The choreography is the same whether the part is danced by a man or a woman, also for the forty men dancing around the raised table. But it does make a difference, says Nardelli. “When a woman dances on the table, the men around her are looking at her and loving her. When it is a man, it is more like a competition.”

Nardelli is staging the ballet with both a woman and a man in the main part, and he has enjoyed working with the Bayerisches Staatsballett. He says, “It is a very, very nice and good company The dancers are open, they ask and they react. The company holds a lot of talent. That is fantastic.”

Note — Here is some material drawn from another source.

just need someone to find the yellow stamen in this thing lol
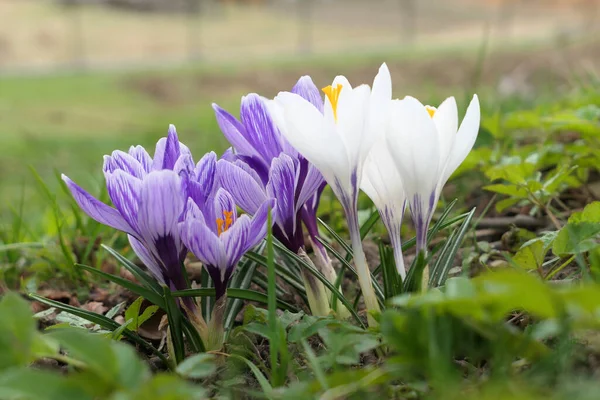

Next year, Bolero will be 65 years old. But every time it is danced it is still a huge success. Nardelli has some thoughts as to why people continue to like it. “You have this choreography from 1961, and it is looking a little bit dusty, but it is still up there. Maybe it is because of the symbiosis between music, movement, understanding the crescendo and the progressive movement, that makes it an enormous success with standing ovations every time it is danced. The music is fantastic. The piece is interesting because we have a table with forty men around it. And there is that progression towards crescendo. It starts slowly and then becomes more and more. You can feel passion and real energy growing.”

The Bayerisches Staatsballett’s Waves and Circles triple bill opens on December 21 at the Opera House, Munich.
Alongside Béjart’s Bolero, in which Osiel Gouneo will dance the main role on first night, followed by Elisabeth Tonev on December 25, with other casts thereafter, the company will also perform William Forsythe’s Blake Works 1 (2016) and Emma Portner’s new piece, Megahertz.